Mitochondrial DNA (mtDNA) encodes essential protein components of the mitochondrial oxidative phosphorylation complexes and is maintained in cells in multiple copies (usually 100–10,000 copies/cell). However, mtDNA copy number is strictly regulated in a tissue-specific manner by largely unknown mechanisms. We recently discovered that Mec1/Rad53 nuclear checkpoint pathway controls mtDNA copy number in yeast.
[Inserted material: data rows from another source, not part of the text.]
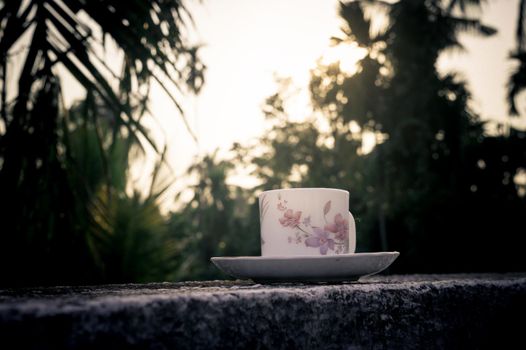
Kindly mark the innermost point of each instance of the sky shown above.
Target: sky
(246, 44)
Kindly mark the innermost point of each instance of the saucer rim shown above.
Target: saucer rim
(299, 257)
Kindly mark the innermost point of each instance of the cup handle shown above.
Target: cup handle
(352, 234)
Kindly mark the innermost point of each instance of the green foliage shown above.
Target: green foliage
(435, 186)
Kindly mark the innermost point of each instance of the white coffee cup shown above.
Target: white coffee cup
(306, 221)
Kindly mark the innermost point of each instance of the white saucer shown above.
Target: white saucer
(323, 268)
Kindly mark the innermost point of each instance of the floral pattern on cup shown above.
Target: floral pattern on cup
(328, 236)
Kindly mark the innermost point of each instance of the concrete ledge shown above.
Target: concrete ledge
(384, 312)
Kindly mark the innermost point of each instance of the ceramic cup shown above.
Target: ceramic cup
(306, 221)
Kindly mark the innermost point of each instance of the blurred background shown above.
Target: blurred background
(135, 136)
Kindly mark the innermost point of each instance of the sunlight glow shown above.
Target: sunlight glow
(347, 55)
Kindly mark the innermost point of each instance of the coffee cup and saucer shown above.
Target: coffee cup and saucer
(307, 235)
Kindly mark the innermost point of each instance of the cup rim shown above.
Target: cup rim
(306, 189)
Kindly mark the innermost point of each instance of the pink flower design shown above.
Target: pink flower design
(290, 219)
(340, 227)
(320, 239)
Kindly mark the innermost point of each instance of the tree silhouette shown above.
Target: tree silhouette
(43, 217)
(517, 81)
(435, 187)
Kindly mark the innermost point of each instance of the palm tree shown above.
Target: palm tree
(42, 213)
(517, 81)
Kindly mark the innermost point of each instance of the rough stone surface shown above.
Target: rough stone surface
(381, 312)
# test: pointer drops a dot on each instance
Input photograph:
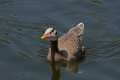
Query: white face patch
(48, 30)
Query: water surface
(22, 53)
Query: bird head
(49, 34)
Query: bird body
(69, 46)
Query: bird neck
(54, 46)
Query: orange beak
(45, 36)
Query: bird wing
(72, 40)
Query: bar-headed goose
(66, 47)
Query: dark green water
(22, 53)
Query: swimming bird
(69, 46)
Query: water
(22, 53)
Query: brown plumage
(68, 46)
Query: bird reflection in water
(56, 67)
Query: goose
(69, 46)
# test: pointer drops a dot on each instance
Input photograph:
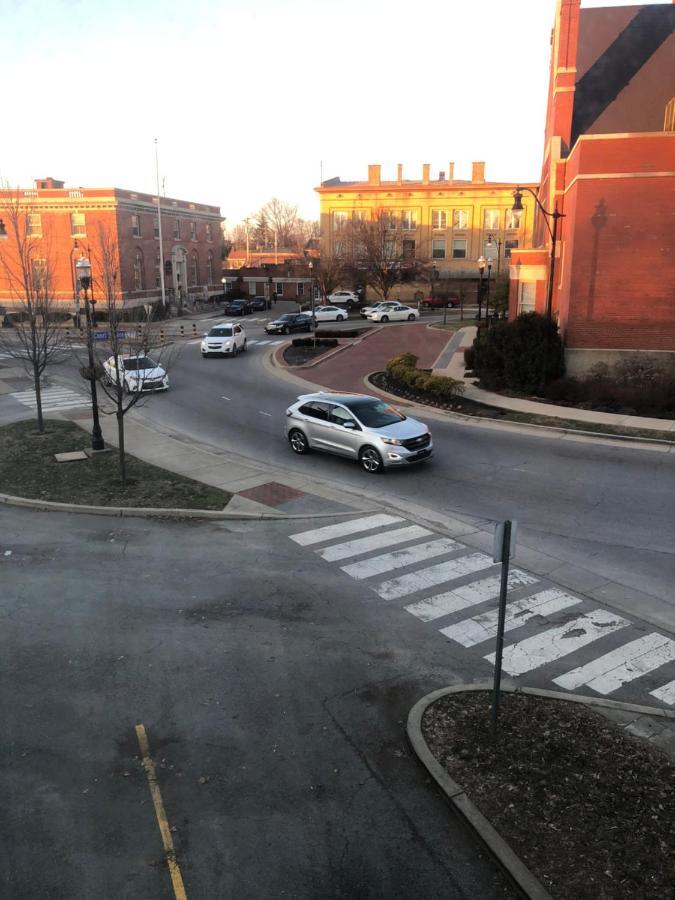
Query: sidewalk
(451, 363)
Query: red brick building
(609, 165)
(65, 223)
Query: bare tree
(27, 265)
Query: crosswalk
(53, 399)
(455, 589)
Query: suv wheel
(298, 441)
(371, 460)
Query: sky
(254, 99)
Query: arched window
(139, 272)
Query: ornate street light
(83, 268)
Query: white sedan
(137, 374)
(394, 314)
(329, 314)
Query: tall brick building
(63, 223)
(609, 164)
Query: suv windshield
(139, 362)
(375, 413)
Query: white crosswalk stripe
(376, 565)
(467, 595)
(53, 399)
(373, 542)
(666, 693)
(433, 575)
(484, 626)
(546, 647)
(328, 532)
(607, 673)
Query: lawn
(28, 469)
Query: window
(138, 271)
(77, 225)
(340, 221)
(459, 248)
(34, 224)
(408, 220)
(526, 297)
(513, 218)
(491, 218)
(460, 219)
(408, 249)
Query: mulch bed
(589, 809)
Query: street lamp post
(553, 231)
(83, 267)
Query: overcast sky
(251, 99)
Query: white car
(343, 297)
(137, 373)
(394, 314)
(225, 338)
(329, 314)
(367, 310)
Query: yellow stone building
(449, 223)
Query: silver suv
(358, 426)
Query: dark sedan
(290, 322)
(237, 308)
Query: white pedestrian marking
(328, 532)
(611, 671)
(546, 647)
(666, 693)
(399, 558)
(467, 595)
(484, 626)
(433, 575)
(373, 542)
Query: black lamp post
(83, 267)
(553, 231)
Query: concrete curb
(503, 853)
(572, 433)
(158, 513)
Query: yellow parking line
(162, 821)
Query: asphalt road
(274, 699)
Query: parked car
(329, 314)
(359, 427)
(137, 373)
(343, 297)
(237, 308)
(290, 322)
(367, 310)
(394, 314)
(225, 338)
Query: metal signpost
(504, 550)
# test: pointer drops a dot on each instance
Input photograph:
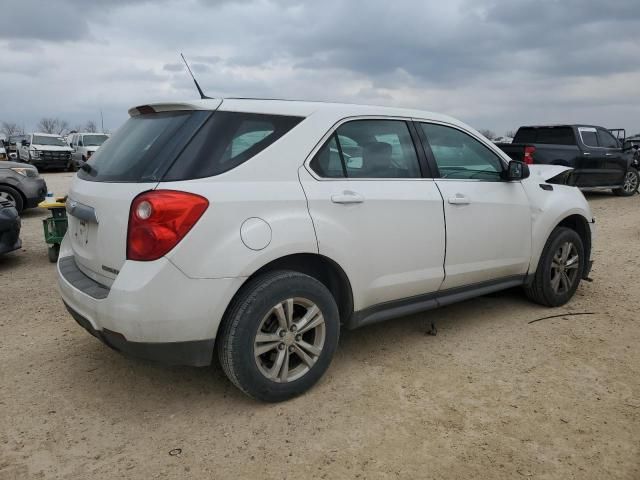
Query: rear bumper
(9, 230)
(34, 190)
(194, 353)
(152, 310)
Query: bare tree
(53, 125)
(11, 128)
(488, 133)
(90, 127)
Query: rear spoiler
(210, 104)
(616, 133)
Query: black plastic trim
(196, 353)
(72, 274)
(429, 301)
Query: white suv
(259, 227)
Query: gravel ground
(491, 396)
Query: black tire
(630, 185)
(541, 289)
(247, 315)
(53, 252)
(12, 195)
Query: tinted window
(525, 135)
(378, 149)
(143, 147)
(173, 146)
(606, 140)
(546, 135)
(459, 155)
(589, 136)
(327, 162)
(227, 140)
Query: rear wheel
(559, 270)
(279, 336)
(12, 196)
(630, 183)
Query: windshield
(54, 141)
(93, 140)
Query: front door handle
(459, 199)
(347, 197)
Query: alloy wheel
(8, 197)
(564, 268)
(289, 340)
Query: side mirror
(517, 171)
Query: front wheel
(279, 335)
(630, 184)
(559, 269)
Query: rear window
(172, 146)
(546, 135)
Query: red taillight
(528, 154)
(159, 219)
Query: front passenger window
(459, 155)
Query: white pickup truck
(45, 150)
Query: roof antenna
(202, 95)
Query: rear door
(488, 219)
(374, 212)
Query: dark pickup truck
(596, 155)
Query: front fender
(549, 207)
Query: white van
(85, 144)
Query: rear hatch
(168, 143)
(132, 162)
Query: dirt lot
(491, 396)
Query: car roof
(291, 107)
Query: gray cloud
(495, 63)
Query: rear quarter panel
(265, 187)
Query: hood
(50, 148)
(542, 173)
(7, 164)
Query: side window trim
(431, 157)
(336, 137)
(329, 135)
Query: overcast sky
(492, 63)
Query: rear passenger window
(606, 140)
(368, 149)
(589, 136)
(460, 156)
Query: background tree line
(54, 125)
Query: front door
(374, 212)
(488, 219)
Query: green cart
(55, 226)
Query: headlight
(26, 172)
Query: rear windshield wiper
(88, 168)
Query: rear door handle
(459, 199)
(347, 197)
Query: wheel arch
(320, 267)
(17, 189)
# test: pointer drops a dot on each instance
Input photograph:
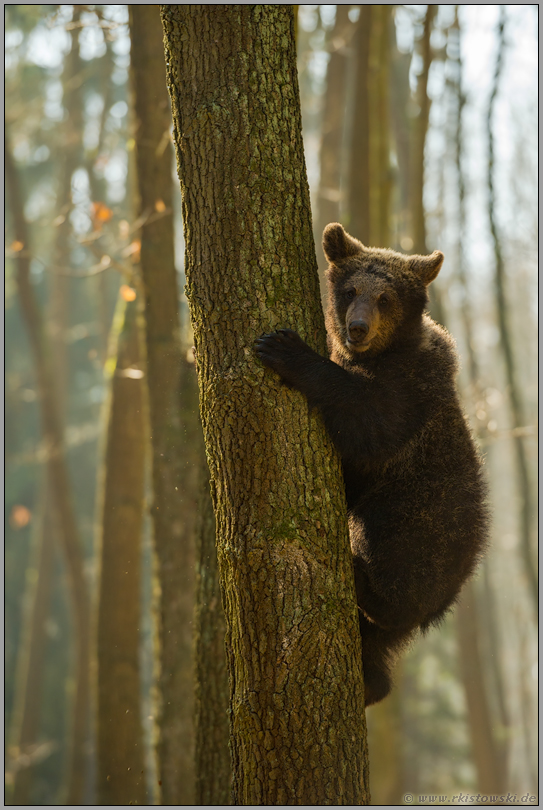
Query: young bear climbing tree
(415, 494)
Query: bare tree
(284, 558)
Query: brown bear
(415, 493)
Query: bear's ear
(338, 245)
(427, 267)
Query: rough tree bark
(293, 647)
(119, 754)
(57, 471)
(175, 430)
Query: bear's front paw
(282, 351)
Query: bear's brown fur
(415, 494)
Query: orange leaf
(127, 293)
(100, 214)
(133, 249)
(20, 516)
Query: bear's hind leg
(378, 654)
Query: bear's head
(376, 296)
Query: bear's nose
(358, 330)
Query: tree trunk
(213, 769)
(380, 175)
(419, 133)
(120, 755)
(516, 404)
(60, 486)
(490, 765)
(329, 192)
(175, 429)
(293, 646)
(31, 652)
(30, 667)
(360, 183)
(488, 748)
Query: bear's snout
(358, 330)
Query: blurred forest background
(420, 129)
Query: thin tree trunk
(489, 752)
(60, 486)
(120, 754)
(514, 392)
(401, 129)
(380, 175)
(29, 680)
(419, 133)
(175, 429)
(360, 183)
(491, 773)
(292, 640)
(31, 653)
(333, 119)
(213, 768)
(98, 191)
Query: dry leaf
(20, 516)
(127, 293)
(133, 249)
(100, 214)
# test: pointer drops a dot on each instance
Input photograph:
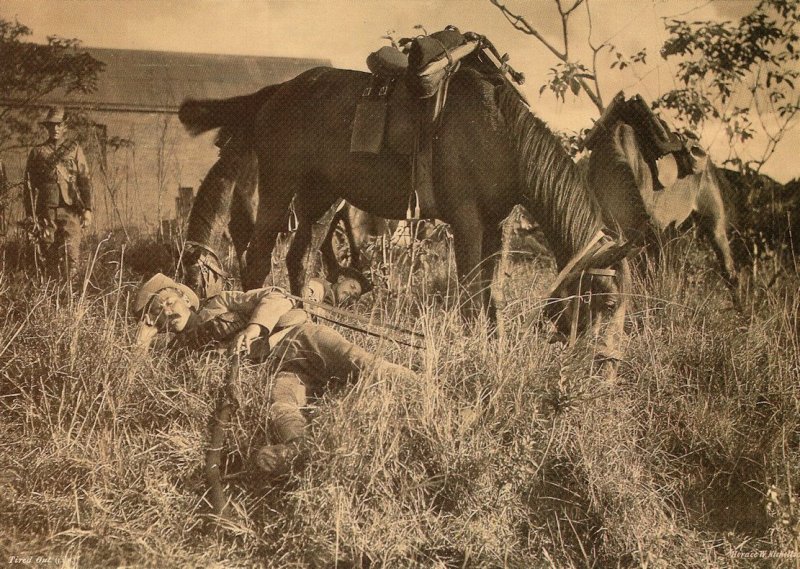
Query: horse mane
(553, 188)
(623, 163)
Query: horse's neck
(558, 197)
(552, 188)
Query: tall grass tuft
(506, 452)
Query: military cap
(159, 282)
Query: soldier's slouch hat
(159, 282)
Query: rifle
(227, 405)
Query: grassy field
(506, 453)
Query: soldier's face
(55, 130)
(169, 311)
(347, 291)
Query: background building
(139, 152)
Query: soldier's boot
(288, 426)
(277, 461)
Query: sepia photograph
(424, 284)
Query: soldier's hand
(241, 342)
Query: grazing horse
(616, 165)
(490, 153)
(225, 200)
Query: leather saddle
(665, 153)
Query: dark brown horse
(490, 153)
(616, 165)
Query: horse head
(588, 298)
(202, 270)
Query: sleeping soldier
(58, 196)
(305, 358)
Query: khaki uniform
(58, 189)
(305, 358)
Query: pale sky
(345, 31)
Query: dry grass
(505, 453)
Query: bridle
(209, 263)
(578, 267)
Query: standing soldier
(58, 196)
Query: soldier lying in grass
(306, 358)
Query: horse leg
(242, 220)
(275, 195)
(714, 228)
(329, 261)
(309, 209)
(490, 250)
(468, 230)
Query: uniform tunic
(305, 358)
(58, 190)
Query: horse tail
(201, 115)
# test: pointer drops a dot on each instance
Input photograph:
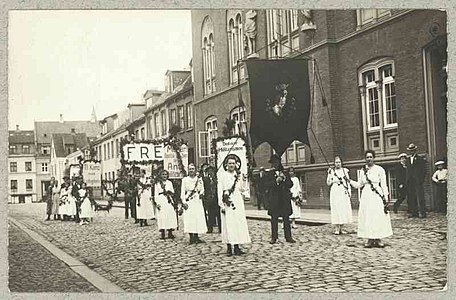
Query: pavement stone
(136, 260)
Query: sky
(69, 62)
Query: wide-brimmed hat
(275, 157)
(412, 146)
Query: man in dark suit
(260, 189)
(279, 184)
(414, 183)
(401, 174)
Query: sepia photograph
(265, 150)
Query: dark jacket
(279, 195)
(415, 171)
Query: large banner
(143, 152)
(280, 100)
(91, 171)
(235, 146)
(171, 162)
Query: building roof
(77, 140)
(44, 130)
(21, 137)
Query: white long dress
(339, 197)
(86, 206)
(295, 192)
(234, 221)
(145, 209)
(166, 215)
(373, 223)
(63, 207)
(194, 215)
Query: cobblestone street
(137, 261)
(33, 269)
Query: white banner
(235, 146)
(144, 152)
(91, 172)
(171, 163)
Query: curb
(101, 283)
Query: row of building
(378, 82)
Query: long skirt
(234, 222)
(296, 210)
(341, 210)
(145, 210)
(86, 209)
(373, 223)
(194, 216)
(166, 215)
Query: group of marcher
(374, 221)
(206, 201)
(69, 201)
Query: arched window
(235, 34)
(208, 51)
(379, 106)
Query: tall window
(13, 186)
(157, 124)
(13, 149)
(369, 16)
(283, 33)
(163, 122)
(235, 44)
(28, 185)
(238, 115)
(379, 106)
(172, 117)
(181, 117)
(25, 149)
(208, 50)
(189, 112)
(296, 153)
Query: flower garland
(227, 193)
(341, 181)
(385, 204)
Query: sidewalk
(309, 216)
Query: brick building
(382, 75)
(21, 166)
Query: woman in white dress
(192, 191)
(339, 196)
(296, 197)
(374, 221)
(63, 205)
(232, 186)
(86, 210)
(144, 204)
(164, 203)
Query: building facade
(173, 110)
(43, 133)
(378, 81)
(21, 167)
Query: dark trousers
(441, 193)
(275, 227)
(213, 216)
(415, 198)
(401, 195)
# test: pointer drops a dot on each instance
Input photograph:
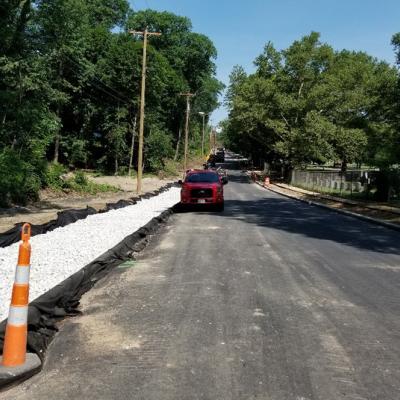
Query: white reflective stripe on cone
(22, 275)
(18, 315)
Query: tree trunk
(177, 145)
(56, 148)
(58, 136)
(116, 163)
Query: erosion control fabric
(63, 299)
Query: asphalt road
(272, 299)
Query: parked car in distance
(220, 155)
(203, 187)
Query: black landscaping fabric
(69, 216)
(63, 299)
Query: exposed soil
(52, 202)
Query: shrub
(19, 180)
(53, 178)
(81, 179)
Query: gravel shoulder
(51, 203)
(271, 299)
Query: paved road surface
(272, 299)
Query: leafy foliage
(70, 78)
(310, 103)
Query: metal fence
(352, 183)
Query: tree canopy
(70, 76)
(312, 104)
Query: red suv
(203, 187)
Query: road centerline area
(270, 299)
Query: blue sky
(239, 29)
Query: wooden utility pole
(145, 34)
(132, 147)
(203, 114)
(188, 96)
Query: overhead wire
(117, 95)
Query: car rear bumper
(202, 201)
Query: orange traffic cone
(14, 350)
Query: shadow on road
(300, 218)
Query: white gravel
(58, 254)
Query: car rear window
(202, 177)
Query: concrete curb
(345, 212)
(13, 375)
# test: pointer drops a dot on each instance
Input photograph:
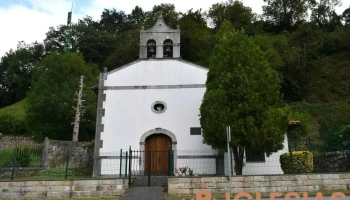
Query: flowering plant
(183, 169)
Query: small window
(195, 131)
(158, 107)
(253, 155)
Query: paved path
(144, 193)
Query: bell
(151, 50)
(168, 50)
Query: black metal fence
(24, 161)
(19, 156)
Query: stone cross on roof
(160, 14)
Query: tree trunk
(238, 153)
(78, 113)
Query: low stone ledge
(269, 183)
(62, 189)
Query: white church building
(153, 104)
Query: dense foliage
(242, 92)
(299, 163)
(305, 41)
(52, 96)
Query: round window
(158, 107)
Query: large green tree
(52, 96)
(233, 11)
(242, 92)
(286, 14)
(16, 68)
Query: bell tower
(160, 41)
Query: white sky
(29, 20)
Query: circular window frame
(156, 111)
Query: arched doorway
(157, 153)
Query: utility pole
(229, 157)
(78, 111)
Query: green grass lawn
(16, 110)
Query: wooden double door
(157, 154)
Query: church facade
(153, 104)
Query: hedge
(302, 162)
(23, 157)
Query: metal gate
(150, 168)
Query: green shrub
(5, 158)
(9, 125)
(302, 162)
(23, 157)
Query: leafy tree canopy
(242, 92)
(52, 96)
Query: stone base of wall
(63, 189)
(253, 184)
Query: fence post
(120, 163)
(13, 165)
(45, 153)
(149, 168)
(310, 147)
(126, 164)
(171, 162)
(130, 157)
(67, 163)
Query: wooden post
(78, 112)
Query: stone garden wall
(55, 154)
(62, 189)
(252, 184)
(338, 161)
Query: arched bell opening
(168, 48)
(151, 48)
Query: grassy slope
(16, 110)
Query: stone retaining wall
(252, 184)
(62, 189)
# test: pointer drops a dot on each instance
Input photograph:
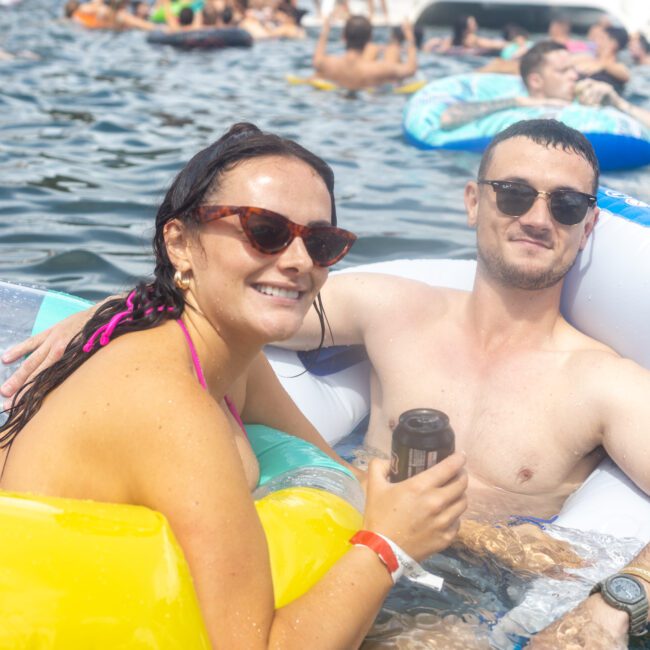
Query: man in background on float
(353, 70)
(549, 75)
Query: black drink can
(421, 439)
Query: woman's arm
(184, 462)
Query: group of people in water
(263, 20)
(141, 400)
(145, 405)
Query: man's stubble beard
(516, 277)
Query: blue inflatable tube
(619, 140)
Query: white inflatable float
(606, 295)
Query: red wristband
(379, 545)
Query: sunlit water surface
(94, 125)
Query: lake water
(93, 126)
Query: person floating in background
(342, 9)
(464, 36)
(114, 15)
(551, 80)
(605, 65)
(354, 71)
(559, 30)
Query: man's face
(532, 250)
(557, 77)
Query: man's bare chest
(522, 421)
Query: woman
(151, 418)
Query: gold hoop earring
(182, 282)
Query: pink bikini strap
(105, 332)
(195, 356)
(199, 373)
(235, 413)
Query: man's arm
(594, 624)
(621, 393)
(355, 304)
(599, 93)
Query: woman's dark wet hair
(159, 299)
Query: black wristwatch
(626, 592)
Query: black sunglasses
(568, 207)
(270, 232)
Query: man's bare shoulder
(383, 289)
(595, 362)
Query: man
(531, 399)
(550, 78)
(501, 360)
(352, 70)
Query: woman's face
(242, 291)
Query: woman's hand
(422, 513)
(43, 350)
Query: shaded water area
(94, 125)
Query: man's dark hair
(533, 60)
(357, 33)
(186, 16)
(548, 133)
(618, 34)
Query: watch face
(625, 589)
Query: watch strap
(638, 612)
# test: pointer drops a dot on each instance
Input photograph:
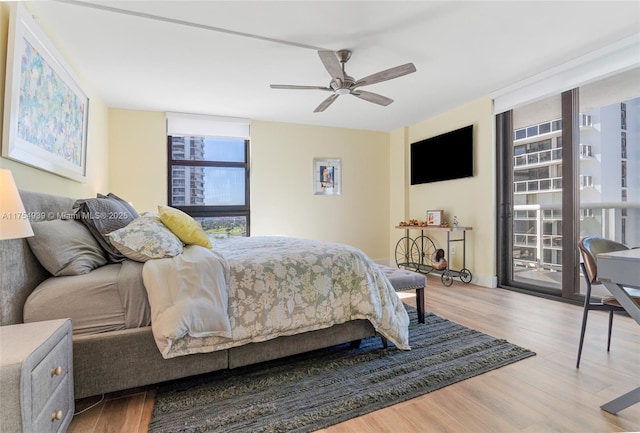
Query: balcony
(542, 157)
(552, 184)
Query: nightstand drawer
(36, 373)
(48, 375)
(57, 413)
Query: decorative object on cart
(417, 253)
(46, 110)
(327, 174)
(434, 217)
(413, 222)
(455, 146)
(438, 261)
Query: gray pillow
(146, 238)
(103, 215)
(65, 247)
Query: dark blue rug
(308, 392)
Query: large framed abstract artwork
(46, 110)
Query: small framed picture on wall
(327, 176)
(434, 217)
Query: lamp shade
(14, 221)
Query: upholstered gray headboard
(20, 271)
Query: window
(208, 172)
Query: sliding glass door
(568, 167)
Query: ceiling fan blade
(324, 104)
(372, 97)
(331, 63)
(287, 86)
(385, 75)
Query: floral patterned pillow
(146, 238)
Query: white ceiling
(462, 50)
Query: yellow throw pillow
(184, 226)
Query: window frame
(211, 211)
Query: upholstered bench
(402, 279)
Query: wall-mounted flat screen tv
(444, 157)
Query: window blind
(618, 57)
(207, 126)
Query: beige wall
(33, 179)
(472, 200)
(282, 199)
(138, 157)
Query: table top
(622, 267)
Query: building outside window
(208, 172)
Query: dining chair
(590, 247)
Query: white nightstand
(36, 377)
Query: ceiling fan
(343, 84)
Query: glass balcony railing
(536, 158)
(551, 184)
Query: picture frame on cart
(434, 217)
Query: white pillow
(146, 238)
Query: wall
(33, 179)
(138, 157)
(472, 200)
(282, 199)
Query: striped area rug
(312, 391)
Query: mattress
(109, 298)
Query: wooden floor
(543, 393)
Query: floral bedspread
(283, 286)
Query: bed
(107, 330)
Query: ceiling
(219, 57)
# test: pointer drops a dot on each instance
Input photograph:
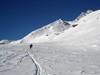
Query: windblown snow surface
(75, 51)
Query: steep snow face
(46, 33)
(86, 31)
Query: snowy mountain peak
(83, 14)
(46, 33)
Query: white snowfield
(58, 49)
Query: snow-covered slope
(4, 41)
(75, 51)
(46, 33)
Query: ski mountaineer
(31, 46)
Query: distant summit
(85, 27)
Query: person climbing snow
(31, 46)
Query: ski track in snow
(38, 67)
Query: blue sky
(20, 17)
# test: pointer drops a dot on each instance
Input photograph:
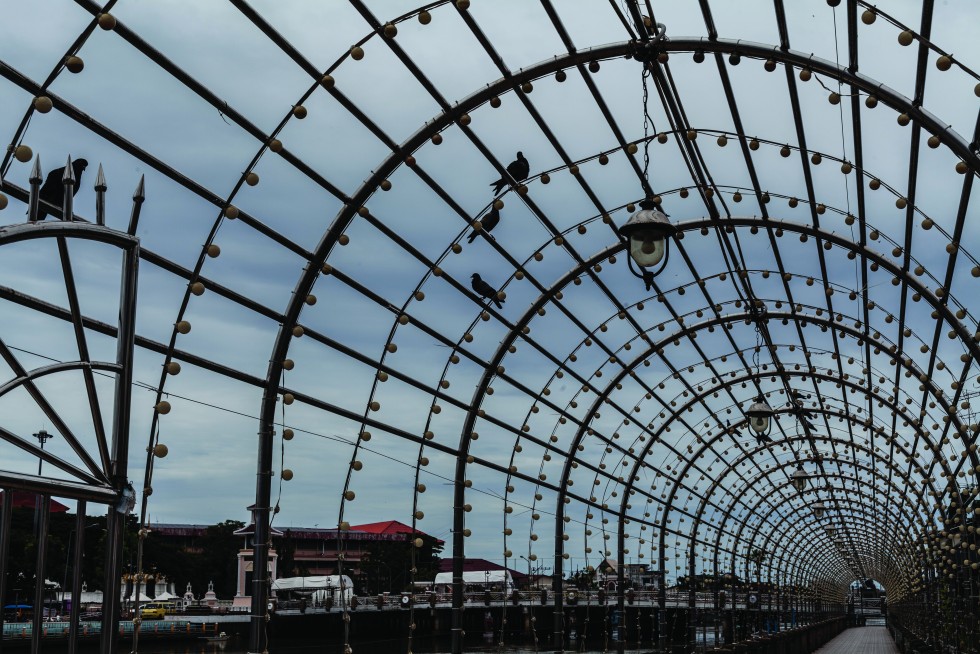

The key target of this pathway is the enzyme ribonucleotide reductase (RNR), which catalyzes the rate-limiting step in de novo deoxynucleoside triphosphate (dNTP) synthesis. The homologous pathway in humans is the ATM/ATR DNA damage checkpoint pathway, which activates RNR via an inducible small subunit of the enzyme called p53R2. Our recent results demonstrate that this pathway is also involved in regulating mtDNA copy in mammalian cells, by acting as novel de novo pathway for the synthesis of dNTPs for replication and maintenance of mtDNA outside of S-phase and during DNA damage. Human mtDNA depletion syndromes are a class of diseases that result from an inability to maintain proper mtDNA levels in tissues, a subset of which result from disruptions in cellular dNTP metabolism. Altogther, our results suggest that disruptions of the ATM/ATR pathway may well be the cause of other mtDNA depletion syndromes and that aberrant mtDNA copy number regulation may underlie the complex pathology of Ataxia-Telangiectasia, a neurodegenerative disease caused by loss-of-function mutations in the ATM (Ataxia-Telangiectasia Mutated) protein kinase.